L’uretère peut être lésé tout au long de son trajet retro péritonéal, mais la majorité des complications s’observe au niveau du segment pelvien. Bien que la chirurgie gynécologique et obstétricale est responsable d’un grand nombre de lésions urétérales (50%), d’autres types de chirurgie sont incriminés : urologique (35%), digestive (15%), vasculaire (5%) [8]. L’atteinte de l’uretère est la lésion la plus redoutée de l’hystérectomie, telle dans notre étude. Sa survenue peut être expliquée d’une part par les modifications des rapports et la déformation des plans tissulaires [3,9], d’autre part par le type de chirurgie.
Le diagnostic des lésions de l’uretère est le plus souvent fait à distance de l’intervention chirurgicale causale, et cela fait appel à l’échographie, l’urographie intra veineuse et parfois l’uro-scanner [10,11]. Il est rarement fait en per opératoire [3]. L’imagerie est une étape essentielle du diagnostic, d’autant que les lésions peuvent être associées ou bilatérales. L’échographie permet de rechercher une éventuelle dilatation rénale. L’échographie rénale reste indiquée dans les suites d’une intervention gynécologique, ce qui est inconstamment réalisé dans notre pratique [12]. L’urographie intraveineuse est indispensable pour apprécier le degré et le niveau d’obstruction. Même en cas de fistule bien drainée, il existe toujours au début une participation obstructive par urétérite sténosante [13].
La prise en charge des traumatismes de l’uretère fait recours à de multiples Techniques. L’attitude chirurgicale dépend du type et du niveau de la lésion, de la pathologie initiale en cause, du délai avec lequel la patiente a été adressée et de son état physiologique. Les possibilités thérapeutiques comprennent l’endourologie (sonde JJ ou néphrostomie per cutanée), la réimplantation urétéro-vésicale avec ou sans vessie psoïque, l’anastomose urétéro-urétérale [10]. Selvan et coll. [14] sur une série de 165 cas, utilise la chirurgie ouverte dans 51% des cas et l’endo-urologie dans 49% des cas. Dans notre série l’endo-urologie n’est pas utilisée, du fait de l’insuffisance du plateau technique, et la chirurgie ouverte est pratiquée chez toutes les patientes avec de bons résultats.
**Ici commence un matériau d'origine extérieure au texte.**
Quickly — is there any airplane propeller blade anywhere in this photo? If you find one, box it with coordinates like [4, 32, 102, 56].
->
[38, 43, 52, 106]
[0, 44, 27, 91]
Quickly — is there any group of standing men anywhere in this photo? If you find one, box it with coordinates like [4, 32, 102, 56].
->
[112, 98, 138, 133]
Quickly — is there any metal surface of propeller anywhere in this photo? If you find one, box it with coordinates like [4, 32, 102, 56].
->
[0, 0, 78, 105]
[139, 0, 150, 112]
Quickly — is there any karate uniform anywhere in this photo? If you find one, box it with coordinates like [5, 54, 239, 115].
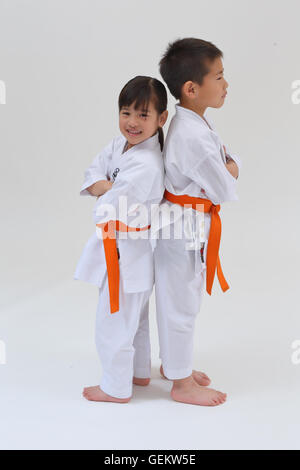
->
[154, 104, 241, 379]
[74, 133, 164, 398]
Cette tendance n’est pas observée chez d’autres auteurs qui pratiquent le traitement endo-urologique en première intention [10,11]. Les autres techniques comme la trans urétéro-urétérostomie, l’uretère iléal, l’auto-transplantation sont exceptionnelles [15]. La néphrectomie est le dernier recours, et doit être réservée aux cas où les autres traitements seraient impossibles, trop risqués ou déraisonnables (âge avancé du patient, mauvais état général, existence d’une prothèse vasculaire). Elle a été pratiquée chez une patiente dans notre étude, cette patiente avait une lithiase coralliforme d’un rein. Elle représente 4% des cas dans la série de Selvan [14].
Bien que les résultats dans notre série soient satisfaisants, la survenue des complications est possible à type de sténose du méat (la patiente a été perdue de vue), et de suppuration pariétale, ayant une bonne évolution sous antibiothérapie et soins locaux.
Conclusion
Les traumatismes de l’uretère au cours de la chirurgie pelvienne chez la femme ne sont pas rares dans notre contexte. Ils sont le plus souvent dus à l’hystérectomie, La prévention de ses lésions comprend une bonne connaissance de l’anatomie de l’uretère pelvien chez la femme, une pratique chirurgicale attentive avec reconnaissance per opératoire des lésions, une parfaite collaboration uro-gynécologue pour une meilleur prise en charge.